With firmware changes made to the version with RTOS, the error happens 1 in a 1000. The firmware without RTOS showed no errors in 5000 trials. The firmware version with RTOS gives an error within 50-500 trials, but this error is a firmware reset, different than the error that I am currently getting.

I don’t understand why increasing task stack size helped. I don’t have an IDE that shows me real time stack usage. Possibly the mail messages that gets sent between tasks.

As far as the error scenario:
Ticket moves as the thermal printhead prints each row of a barcode. The rotary motor moves the ticket. A timer for the rotary motor (500 us) generates PWM interrupt. An I2C interrupt goes off to communicate the PWM to the driver IC for the rotary motor. During the rotary motor PWM ISR, the printing begins. The printhead uses two timer interrupts to generate control signals for the printhead (these timers period varies). One row of the barcode gets printed.

When printing is finished, sensor timer starts (100 us). This will trigger an ADC ISR. When the entire barcode is printed, the handshaking interrupt goes off, processed in the external processor task.

During the error, at the end of the barcode being printed, the ticket overshoots all the way forward and the mechanism has lost control of the ticket which is now under an unexpected sensor and is unable to come back to print ready position.

First big question, have you enable the Stack Checking in FreeRTOS and enable configASSERT in a way that you CAN tell if you have hit an assert. If not, then you are really flying blind and there isn’t much we can help you with.

Second, with the sequencing you are describing, I trust that most of the work is actually being done in the ISRs, and you didn’t decide that just because you added FreeRTOS, that all the ISR need to just field the interrupt and pass the results to a task.

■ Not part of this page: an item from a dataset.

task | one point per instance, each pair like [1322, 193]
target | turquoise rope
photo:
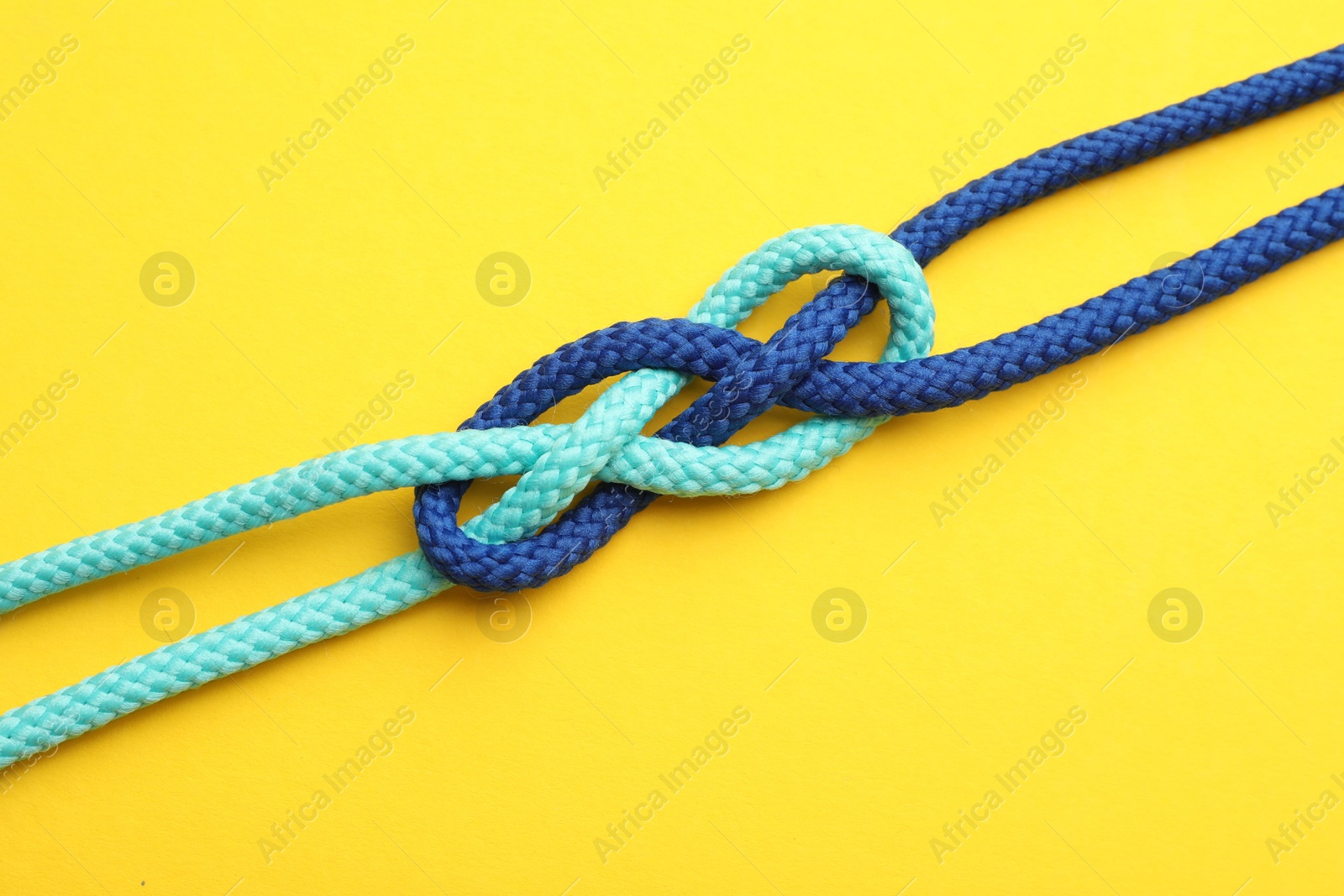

Also, it does sound like not all your interrupts should have the same priority, some seem to be much more sensitive to time delays, and in fact some of them may want to be above the FreeRTOS interaction priority (like those timer interrupt that control the printhead).

You may want to add a background task that periodically polls FreeRTOS and checks the stack usage of your major task and either sends them to you or stores them where you can check with the debugger (I presume you have SOME debugger, even if it isn’t ‘FreeRTOS aware’).

The last time I tried enabling configASSERT, I found out I needed to upgrade the RTOS version. I did not do this. Yes, the firmware came with a lot of processing happening in the ISR. I tried offsetting this to a task and found out processing during PWM is so fast, RTOS delays are too much. I don’t have a working debugger. I video taped the error and try things based on how the mechanical components work together.